MD : Absolument. Nous allons lancer une nouvelle cohorte très bientôt, avec quelques améliorations. Nous allons notamment proposer des modules spécifiques incluant des soft skills, par exemple un module dédié aux droits d’édition et à la gestion financière pour les artistes. L’objectif est d’offrir aux participants des compétences transversales essentielles à leur professionnalisation. À plus long terme, notre ambition est d’étendre ce programme à d’autres pays africains, comme le Bénin, le Sénégal et au-delà, afin de renforcer l’écosystème musical à l’échelle continentale.
AFRIMAG : En tant que président du SIMA, pouvez-vous nous dévoiler quelques exclusivités sur l’édition 2025 ?

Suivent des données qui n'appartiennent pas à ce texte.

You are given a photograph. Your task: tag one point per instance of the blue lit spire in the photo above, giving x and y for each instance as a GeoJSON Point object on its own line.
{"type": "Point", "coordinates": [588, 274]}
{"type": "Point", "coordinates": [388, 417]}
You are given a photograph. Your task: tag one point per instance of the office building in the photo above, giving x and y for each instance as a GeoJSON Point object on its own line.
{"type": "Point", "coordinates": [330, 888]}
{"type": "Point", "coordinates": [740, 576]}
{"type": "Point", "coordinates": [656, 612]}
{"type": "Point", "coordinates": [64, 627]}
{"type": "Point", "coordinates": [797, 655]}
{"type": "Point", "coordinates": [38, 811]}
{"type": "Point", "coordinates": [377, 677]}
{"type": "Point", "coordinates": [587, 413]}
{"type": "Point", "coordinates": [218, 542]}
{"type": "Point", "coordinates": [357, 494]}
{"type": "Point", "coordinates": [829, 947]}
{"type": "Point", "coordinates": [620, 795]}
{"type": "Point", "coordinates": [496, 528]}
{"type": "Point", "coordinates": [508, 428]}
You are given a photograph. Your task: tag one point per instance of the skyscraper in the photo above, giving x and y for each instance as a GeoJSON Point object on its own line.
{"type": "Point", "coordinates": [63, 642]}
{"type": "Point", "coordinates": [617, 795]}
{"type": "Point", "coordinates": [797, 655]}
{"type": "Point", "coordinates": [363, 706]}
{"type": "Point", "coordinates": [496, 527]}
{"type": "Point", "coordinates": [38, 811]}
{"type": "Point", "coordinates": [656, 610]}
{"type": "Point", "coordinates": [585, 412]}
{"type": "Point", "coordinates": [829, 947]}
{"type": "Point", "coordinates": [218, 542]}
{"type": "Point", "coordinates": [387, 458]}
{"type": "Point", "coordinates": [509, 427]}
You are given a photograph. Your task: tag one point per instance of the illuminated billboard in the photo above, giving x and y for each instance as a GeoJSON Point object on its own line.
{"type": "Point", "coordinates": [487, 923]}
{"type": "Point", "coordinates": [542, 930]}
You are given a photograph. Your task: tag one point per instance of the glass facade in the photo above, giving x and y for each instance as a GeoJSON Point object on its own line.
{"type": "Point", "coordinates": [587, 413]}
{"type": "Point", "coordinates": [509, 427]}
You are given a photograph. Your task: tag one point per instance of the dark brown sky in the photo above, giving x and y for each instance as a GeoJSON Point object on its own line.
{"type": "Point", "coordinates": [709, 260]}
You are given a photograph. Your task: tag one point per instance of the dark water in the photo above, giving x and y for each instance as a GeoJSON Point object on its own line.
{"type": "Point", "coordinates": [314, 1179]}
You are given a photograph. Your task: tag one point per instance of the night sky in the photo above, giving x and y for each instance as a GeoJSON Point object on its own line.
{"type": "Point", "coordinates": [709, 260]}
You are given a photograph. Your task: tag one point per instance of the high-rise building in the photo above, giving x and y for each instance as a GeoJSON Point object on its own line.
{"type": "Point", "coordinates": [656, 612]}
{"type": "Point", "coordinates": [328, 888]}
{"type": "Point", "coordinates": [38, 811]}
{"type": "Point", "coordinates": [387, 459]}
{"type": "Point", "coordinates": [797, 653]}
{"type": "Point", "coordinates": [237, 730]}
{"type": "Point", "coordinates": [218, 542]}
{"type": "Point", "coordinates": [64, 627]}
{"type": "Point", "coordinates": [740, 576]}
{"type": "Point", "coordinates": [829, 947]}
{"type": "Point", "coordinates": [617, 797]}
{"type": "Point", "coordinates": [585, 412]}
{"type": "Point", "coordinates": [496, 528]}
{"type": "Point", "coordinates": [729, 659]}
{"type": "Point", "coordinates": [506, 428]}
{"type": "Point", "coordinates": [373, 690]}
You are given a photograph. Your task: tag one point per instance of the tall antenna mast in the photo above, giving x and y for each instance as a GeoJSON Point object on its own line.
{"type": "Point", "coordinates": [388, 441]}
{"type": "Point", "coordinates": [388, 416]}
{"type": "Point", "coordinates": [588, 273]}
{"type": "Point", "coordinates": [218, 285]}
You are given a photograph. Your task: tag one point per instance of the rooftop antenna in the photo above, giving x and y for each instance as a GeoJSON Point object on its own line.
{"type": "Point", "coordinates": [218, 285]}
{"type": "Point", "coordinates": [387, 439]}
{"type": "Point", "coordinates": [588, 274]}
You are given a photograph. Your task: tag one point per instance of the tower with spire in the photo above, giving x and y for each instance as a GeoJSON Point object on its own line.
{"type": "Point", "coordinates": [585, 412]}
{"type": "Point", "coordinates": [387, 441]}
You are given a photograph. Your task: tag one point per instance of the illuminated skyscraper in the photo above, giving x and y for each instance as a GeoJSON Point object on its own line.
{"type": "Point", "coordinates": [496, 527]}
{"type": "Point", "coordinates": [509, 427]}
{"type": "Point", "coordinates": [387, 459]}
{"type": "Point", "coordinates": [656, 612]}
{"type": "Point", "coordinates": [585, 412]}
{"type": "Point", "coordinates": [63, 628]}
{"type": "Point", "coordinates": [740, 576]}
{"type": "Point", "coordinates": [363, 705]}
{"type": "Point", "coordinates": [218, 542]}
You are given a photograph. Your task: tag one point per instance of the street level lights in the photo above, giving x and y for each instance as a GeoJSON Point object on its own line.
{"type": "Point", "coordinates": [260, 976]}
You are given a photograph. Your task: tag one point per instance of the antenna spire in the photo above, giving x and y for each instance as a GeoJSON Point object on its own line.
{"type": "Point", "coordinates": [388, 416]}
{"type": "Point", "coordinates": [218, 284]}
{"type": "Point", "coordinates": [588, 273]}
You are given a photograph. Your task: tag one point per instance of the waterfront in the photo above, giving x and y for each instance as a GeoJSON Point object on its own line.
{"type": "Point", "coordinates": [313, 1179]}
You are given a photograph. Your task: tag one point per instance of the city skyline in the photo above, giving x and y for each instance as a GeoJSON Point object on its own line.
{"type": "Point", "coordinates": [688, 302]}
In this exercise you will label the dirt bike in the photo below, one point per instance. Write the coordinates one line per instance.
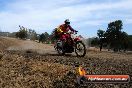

MD : La prochaine édition du SIMA aura lieu en juin 2025 et conservera son format sur deux jours. Cette année, nous mettrons l’accent sur les ateliers et les masterclass pour renforcer le volet pédagogique. Nous avons également deux grandes annonces à faire qui contribueront à la structuration et à la valorisation des industries musicales africaines.
Pour ne rien manquer de ces nouveautés et suivre toute l’actualité du programme, j’invite toutes les personnes intéressées à se connecter dès maintenant sur nos réseaux sociaux et visitez notre site web : https://www.simaonline.net/. Cela leur permettra de rester informés et de se préparer à vivre une édition encore plus riche en découvertes et en opportunités !
AFRIMAG :D’autres initiatives sont-elles en préparation pour structurer les ICC en Côte d’Ivoire et en Afrique francophone ?
MD : Oui, plusieurs initiatives ont déjà été lancées et d’autres sont en préparation. J’ai notamment organisé un workshop lors du FINAB, consacré à la présentation du SIMA et du programme Boost by SIMA, qui œuvre à la montée en compétences des professionnels des ICC. J’ai également eu l’opportunité d’intervenir comme panéliste au Choiseul Africa Summit, où nous avons échangé sur les enjeux de structuration et de financement des ICC en Afrique francophone.
Par ailleurs, je travaille actuellement au développement de programmes de valorisation des créateurs de contenus dans les ICC, avec pour objectif de renforcer leur professionnalisation et leur accès aux outils de développement. D’autres annonces suivront très prochainement.
AFRIMAG : Comment évoluent les financements et investissements dans les ICC en Afrique francophone ?
MD : On observe une nette amélioration. De plus en plus d’organisations internationales comme Afrexim Bank, la Banque Africaine de Développement (BAD) ou l’Union européenne investissent dans les ICC. On a par exemple La Banque d’import-export africaine, Afreximbank qui a crée un fonds de capital-risque de 100 millions pour valoriser les droits de propriété intellectuelle africains. Lors du CANEX WKND 2024, elle a annoncé 540 millions de dollars d’investissements. Aussi, des acteurs privés comme Orange Côte d’Ivoire s’intéressent de plus en plus au secteur, et ont soutenu des initiatives comme le Boost by SIMA. Ces évolutions sont encourageantes, mais il reste encore beaucoup à faire pour que les ICC deviennent un moteur économique pleinement reconnu. J’invite les bailleurs de fonds à investir dans ce secteur, qui a besoin d’une réelle structuration pour continuer à se développer.